I would have no problem with doctors offering a medical definition for the word “baby” but they should at least tell the rest of us what it is. One minute after birth? Why not then one minute before birth? Recently I was with a couple whose child was stillborn after five months of gestation. She was tiny, but perfectly formed. Was she not a baby? How about when the heart begins to beat or when brain waves can be detected? Or is not the crucial moment when the encyclopedia of genetic information comes together which makes each of us a distinct being from our mother and father?

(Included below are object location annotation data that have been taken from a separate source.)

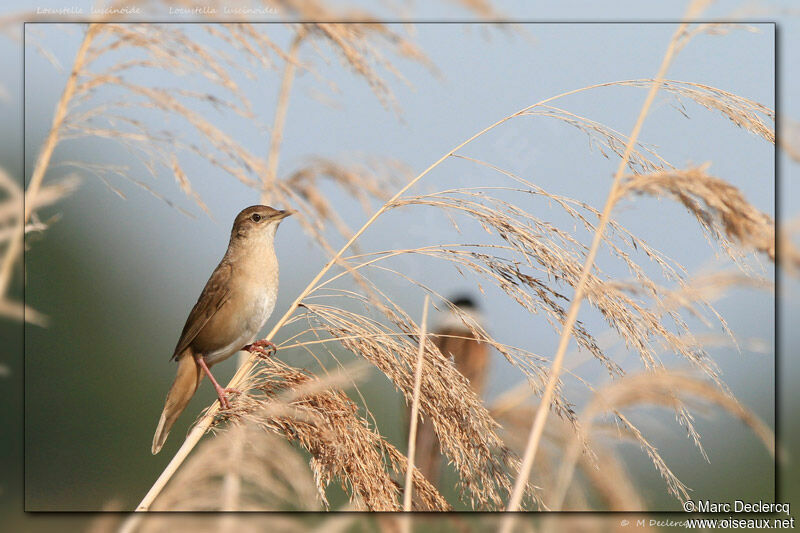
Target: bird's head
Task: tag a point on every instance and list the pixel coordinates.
(257, 223)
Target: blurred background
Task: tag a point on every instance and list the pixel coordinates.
(116, 276)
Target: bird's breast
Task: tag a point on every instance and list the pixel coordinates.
(252, 300)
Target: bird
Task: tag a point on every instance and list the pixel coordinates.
(235, 304)
(456, 341)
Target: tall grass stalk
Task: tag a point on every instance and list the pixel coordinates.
(555, 370)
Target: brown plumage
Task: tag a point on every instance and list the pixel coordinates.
(454, 339)
(233, 307)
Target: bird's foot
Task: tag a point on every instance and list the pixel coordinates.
(262, 348)
(223, 400)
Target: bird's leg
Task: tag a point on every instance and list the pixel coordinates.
(262, 348)
(221, 393)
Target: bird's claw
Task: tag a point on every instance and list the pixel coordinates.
(262, 348)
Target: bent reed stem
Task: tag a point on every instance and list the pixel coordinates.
(543, 410)
(206, 420)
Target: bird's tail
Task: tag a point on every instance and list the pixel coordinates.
(182, 390)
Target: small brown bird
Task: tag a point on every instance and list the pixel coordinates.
(471, 357)
(233, 307)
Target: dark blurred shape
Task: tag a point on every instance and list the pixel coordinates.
(455, 340)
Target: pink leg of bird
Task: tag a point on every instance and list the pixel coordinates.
(221, 393)
(263, 348)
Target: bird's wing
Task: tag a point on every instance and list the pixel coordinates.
(216, 292)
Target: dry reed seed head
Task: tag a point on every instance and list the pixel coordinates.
(328, 425)
(465, 430)
(721, 209)
(540, 245)
(656, 388)
(270, 475)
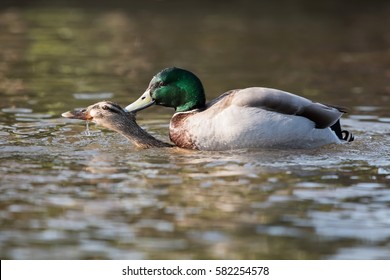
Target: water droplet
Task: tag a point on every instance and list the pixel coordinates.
(87, 132)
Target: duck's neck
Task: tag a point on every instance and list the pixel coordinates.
(138, 136)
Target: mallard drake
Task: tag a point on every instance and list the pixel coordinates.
(254, 117)
(112, 116)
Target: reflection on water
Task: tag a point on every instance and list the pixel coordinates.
(65, 194)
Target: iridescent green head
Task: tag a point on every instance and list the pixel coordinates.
(172, 87)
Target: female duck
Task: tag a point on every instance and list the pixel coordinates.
(112, 116)
(244, 118)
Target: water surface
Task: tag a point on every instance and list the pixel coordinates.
(64, 194)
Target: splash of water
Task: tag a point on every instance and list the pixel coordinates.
(87, 131)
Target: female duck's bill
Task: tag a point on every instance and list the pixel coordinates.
(254, 117)
(113, 117)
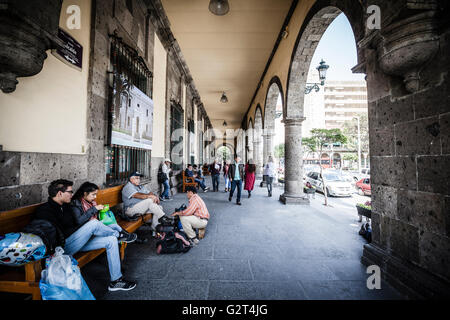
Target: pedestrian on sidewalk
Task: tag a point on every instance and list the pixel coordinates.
(165, 169)
(214, 168)
(236, 174)
(250, 169)
(226, 167)
(269, 172)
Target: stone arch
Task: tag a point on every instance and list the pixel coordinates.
(257, 139)
(227, 145)
(274, 90)
(316, 22)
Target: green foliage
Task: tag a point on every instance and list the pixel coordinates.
(350, 156)
(323, 137)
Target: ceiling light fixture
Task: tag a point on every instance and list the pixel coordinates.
(219, 7)
(224, 98)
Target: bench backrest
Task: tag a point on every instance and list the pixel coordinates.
(15, 220)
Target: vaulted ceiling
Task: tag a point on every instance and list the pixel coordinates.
(226, 53)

A final note: In this week’s bulletin you will find a registration form for the Fr. Corapi retreat. I know that March 5-6 seems like a long ways off, but it will come fast. Now is the time to set that Friday evening and all day Saturday. And please tell your friends about this life-changing event.

And a big thanks you to all who worked on the raffle. We sold 10,046 tickets for a total of $18,410. After paying for various expenses and of course the prizes, we netted $12,781! A great help toward getting our parish on a better financial footing. Special thanks to top ticket seller, Rogelio Rodriquez, who sold over a thousand tickets. And congratulations to the prizewinners: Teresa Evans ($500) Betty Weller ($1000) and Santos Gonzalez ($3000).

And to Khoi Duong for setting up the parish website at http://www.holyfamilyparish.net If you have any suggestions or comments, please let us know.

Pido sus oraciones por los cuatro muchachos matados en el accidente horrible de hace una semana. El diácono Abel ha ayudado a sus familias y tuvimos el funeral por dos ellos el día viernes.

También oraciones por el Padre Ramón que va a las islas filipinas el día martes. Como Uds. saben, su mamá falleció hace un año. El Padre Ramón regresará el 26 de noviembre.

Arzobispo Brunett ha dado la autorización (y los fondos) para un estudio en la parroquia del nivel de apoyo para los diferentes proyectos de edificios. Se llama en inglés “feasibility study,” es decir, averigua las posibilidades de avanzar con estas necesidades. Vamos a tener encuestas y reuniones en inglés y español. Otra vez, pido oraciones porque es bien importante para el futuro de nuestra parroquia.

En el boletín hay una forma de inscripción para el retiro del Padre John Corapi. Es un predicador dinámico que sabe tocar los corazones de todos, especialmente a los jóvenes. Se llevará a cabo en cuatros meses no más. Ahora es el momento para separar estos días – 5 y 6 marzo, desde viernes a las 7 p.m. hasta sábado, 5 p.m. Es un evento que puede cambiar su vida y la de otros miembros de su familia.

Un agradecimiento enorme para todos que trabajaron en la rifa. Vendimos 10,046 boletos para un total de $18,410. ¡Después de pagar los gastos (incluyendo los premios) hubo un total de $12,781! Una gran ayuda para poner nuestra parroquia en mejor condición económica. Agradecimiento especial para Rogelio _______, quien vendió mas de mil boletos. Y felicidades a los ganadores: Teresa Evans ($500) Betty Weller ($1000) y Santos Gonzalez ($3000).